Merchandise - After The End
Tampa post-punk band Merchandise are set to release their new album next Tuesday with indie tastemaking label 4AD, who they signed with earlier this year. The band formed in 2008 around the talents of the loquacious Carson Cox and has peddled its DIY machine through the ups and downs of the Florida punk-rock community till it found itself with a wider audience. Their new record After The End touches on a calm nerve in the center of an otherwise wild and unpredictable rock dynamic. Requires multiple listens. Stream it on NPR First Listen here.

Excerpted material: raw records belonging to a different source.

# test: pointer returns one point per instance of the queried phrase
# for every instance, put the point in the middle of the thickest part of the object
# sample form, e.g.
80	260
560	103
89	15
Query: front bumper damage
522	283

Benjamin Booker - Benjamin Booker
Of course when you’re 22 and get tapped to open for Jack White in 2014, people will talk about you, and you will deserve it. The second Tampa-born artist to make our list today, Booker’s brand is woolly, nebulous guitar rock shelled out in quick, loose strips befitting of blues halls, country jives, and rock clubs, blown free across the country by Booker’s soft howl. You can be sure Booker is crossing genre partitions to appeal to many, including those attending this weekend’s FYF Fest. You can stream his new album, out now, at NPR First Listen here.
Ty Segall - Manipulator
On the ever-present Ty Segall’s latest album, each song is a treat in itself: you’ve got your blistering guitar licks, you’ve got your pavement scraping shredding, your tightly-knit refrains, your well-crafted exam of the different reasons why Segall was born to pick up that guitar. And yet, according to NPR, the album took only a month to make (which is long by Segall’s standards). If you were wondering where the time went since his last album, you’ll see it all playing back at you in reverse - hitting each decade in backwards order just because he can and likes to do so. Manipulator is out next Tuesday, August 26. Stream it at NPR First Listen here.
Bahamas - Bahamas Is Afie
It may be tempting to call Bahamas’ Afie Jurvanen a shoe-in for your local coffee shop’s morning to night playlist. And rightfully so: as inventive and exotic as Jurvanen can get, with off-kilter piano tramps, electric tuba, yelp and response, and children’s folk choirs, he invariably steers the wheel back to center each time. Its escape from monotony lies in the nuances he creates within road-rock, and its pacifying sound remains the contradictory takeaway of this album. In some ways, he recalls Eddie Vedder’s solo work for Into The Wild as well as contemporary acts like Ones To Watch band Moon Taxi. Hear it on KCRW’s Album Preview here.